The difference between scales used by Assembly and RS Assessment from Hodder Education


Assembly and RS Assessment from Hodder Education work closely together on the scales used to interpret the results of PUMA and PiRA standardised assessments. There are some important nuances between the results visible within MARK (the RS Assessment system) and Assembly Analytics (Assembly's MAT analytics tool). This article will help you understand those differences.

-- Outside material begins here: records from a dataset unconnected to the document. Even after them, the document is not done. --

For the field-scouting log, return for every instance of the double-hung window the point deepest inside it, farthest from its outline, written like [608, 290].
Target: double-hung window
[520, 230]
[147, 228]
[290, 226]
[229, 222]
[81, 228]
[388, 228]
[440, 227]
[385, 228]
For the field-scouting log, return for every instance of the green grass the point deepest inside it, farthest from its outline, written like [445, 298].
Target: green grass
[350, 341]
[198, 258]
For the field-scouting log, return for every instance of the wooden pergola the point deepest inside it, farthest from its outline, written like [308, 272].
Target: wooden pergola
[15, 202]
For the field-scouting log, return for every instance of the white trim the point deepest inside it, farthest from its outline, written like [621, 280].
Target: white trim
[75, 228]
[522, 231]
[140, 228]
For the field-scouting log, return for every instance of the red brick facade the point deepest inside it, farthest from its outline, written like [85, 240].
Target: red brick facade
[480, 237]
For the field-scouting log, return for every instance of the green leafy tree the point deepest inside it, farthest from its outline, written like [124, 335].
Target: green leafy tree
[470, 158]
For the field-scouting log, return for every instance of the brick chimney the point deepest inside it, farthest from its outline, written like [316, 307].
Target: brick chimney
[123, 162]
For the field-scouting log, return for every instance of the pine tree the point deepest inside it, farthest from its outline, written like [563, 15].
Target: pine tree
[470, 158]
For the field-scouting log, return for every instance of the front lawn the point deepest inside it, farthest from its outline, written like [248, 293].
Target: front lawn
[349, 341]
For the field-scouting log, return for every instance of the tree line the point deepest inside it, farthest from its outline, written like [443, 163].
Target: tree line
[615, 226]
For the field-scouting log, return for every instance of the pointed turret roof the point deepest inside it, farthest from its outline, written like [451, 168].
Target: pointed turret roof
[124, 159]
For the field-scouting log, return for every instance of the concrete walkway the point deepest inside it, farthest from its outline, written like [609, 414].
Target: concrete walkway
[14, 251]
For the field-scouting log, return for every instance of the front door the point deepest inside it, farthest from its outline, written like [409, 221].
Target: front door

The RS Assessment Approach

RS Assessment use the raw scores achieved in the PUMA and PiRA assessments to calculate scores using a range of scales. Here are brief summaries of a few of the important ones:

  • The Standardised Score is based on a typical normal distribution with a standard deviation of 15 and an average of 100. This means in practice that most results are between 70 and 130 (two standard deviations either side of 100). The raw score is converted into a standardised score based on a conversion table that is the same for all students within a year group.
  • The Age Standardised Score is similar to the Standardised Score, but with the important difference that the score allocated to a student is adjusted based on their age within a year group.
  • The percentile rank is allocated based on the number of students that would have achieved that given rank from a representative national sample. So if a student is in the 70th percentile, it means their result was better than 70% of a representative sample of students from the same year group. There is a fixed relationship between standardised scores and percentile ranks (e.g. the 50th percentile will intersect with a standardised score of 100).
  • The performance indicators give a sense of the age related expectations of that child based on their standardised score. Students are shown as "working towards", "working at" or "working at greater depth" based on defined thresholds (see the Performance Indicators page on the RS Assessment website for more information). RS Assessment set these thresholds at a level that is slightly more demanding than the expected standard of the tests, to ensure that they remain secure estimates of a student's performance.

The Assembly Approach

Assembly, on the other hand, mainly shows aggregated data derived from PUMA and PiRA scores in Assembly Analytics, and the scales used are subtly different to (but derived from) the ones used by RS Assessment. Assembly's scales are as follows:

  • The Key Stage 2 scaled score equivalent, which takes the standardised score / percentile rank from PiRA/PUMA and converts it into the equivalent grade in the latest release of the DfE's Key Stage 2 SATs scale, which uses a scale from 80 to 120. This is not a normal distribution, so 100 is NOT the average, but is instead what the government considers to be the "Expected Standard". 110 is what the DfE believes to be a "High score". This allows us to give you an average score across multiple year groups and classes in a language that primary schools often use for their broader accountability purposes.  
  • Assembly's performance indicators consider all students who have a KS2 scaled score equivalent of 100+ as "Expected Standard", and students of 110+ as "High Score". This is less cautious than the RS Assessment calculation, since there is no inbuilt adjustment to ensure these are secure judgments. This is an important difference: because Assembly focuses on aggregated data, an inbuilt buffer would skew average performance down.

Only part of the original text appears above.